LARSN was established in May 2008 as an initiative led by the Centre for Law and Religion at Cardiff University. It seeks to bring together those who are interested in all areas of law and religion: national and international law affecting religion and religious law. It currently has almost 300 members. Membership is free. To become a member please e-mail Russell; and don’t hesitate to contact him if you have any queries.
Quick links
- House of Commons Briefing Paper: ‘Visa bans’: Powers to refuse or revoke immigration permission for reasons of character, conduct or associations.
- Ecclesiastical Law Society: Gospel and Law: Epiphany Edition: Faculty Jurisdiction Rules 2015, archdeacons, conferences and consultations on church buildings and legal reform.
- Central Council of Church Bell Ringers: General statement on Safeguarding Children in Towers.
- Strasbourg Observers: Farewell to Marckx and all that…: Dr Başak Çalı, Director of the Center for Global Public Law at Koç University Law School, Istanbul, on receiving the letter declaring inadmissible her complaint against the Turkish law that obliges a married women to take her husband’s surname or to join her name with his: a cautionary tale that feeds our suspicion that the ECtHR is not as assertive as it used to be.
- Diocese of Chichester: Bishop George Bell – points on a complex case: press release on some of the questions raised by the civil claim for sexual abuse by George Bell.
- Law and Religion Australia: Heartbreak, Humiliation and a Death Certificate: Neil Foster on the effects of non-recognition of same-sex marriage in Australian law.

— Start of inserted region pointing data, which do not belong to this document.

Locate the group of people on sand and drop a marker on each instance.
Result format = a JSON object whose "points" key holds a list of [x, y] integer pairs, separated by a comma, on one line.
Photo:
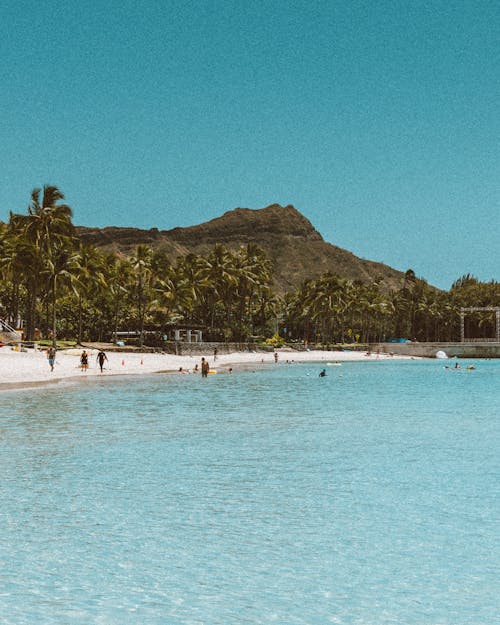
{"points": [[84, 359]]}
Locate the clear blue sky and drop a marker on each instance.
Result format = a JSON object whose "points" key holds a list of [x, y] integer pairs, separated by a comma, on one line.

- RightsInfo: What Is The EU Charter And What Has It Got To Do With The Bill Of Rights?: things you always wondered about the Charter of Rights but were afraid to ask…
And finally …
Over the past couple of weeks there has been a debate in the social media as to the antibiotic properties of facial hair, a claim that is strongly disputed by some in the case of una barba lunga. Now the Bishop of London has entered the fray (“our only bearded Lord Spiritual” according to @churchstate) with his piece in the Church Times: And Esau was an hairy man. He notes “beards are fashionable again, but the subject of facial hair and the clergy stirs strong emotions. The bearded King Edward VII, in enjoining Archbishop Cosmo Gordon Lang to ‘stop curates wearing moustaches’, gave voice to the general hostility of the Christian tradition to hair confined to the upper lip; but there the consensus ends”.
He traces the fashion for facial hair in clerics, and concludes: “With the new fashion, however, ideological seriousness has dissolved into stylistic accessory. Archdeacons no longer prowl the Home Counties with their scissors, searching for hirsute clerics. The clergy of Tower Hamlets [named in the Daily Mail as the Rev. Adam Atkinson, Vicar of St Peter’s, Bethnal Green, and the Rev. Cris Rogers, All Hallows Bow] are safe from episcopal censure, and their desire to reach out to the culture of the majority of their parishioners can only be applauded”.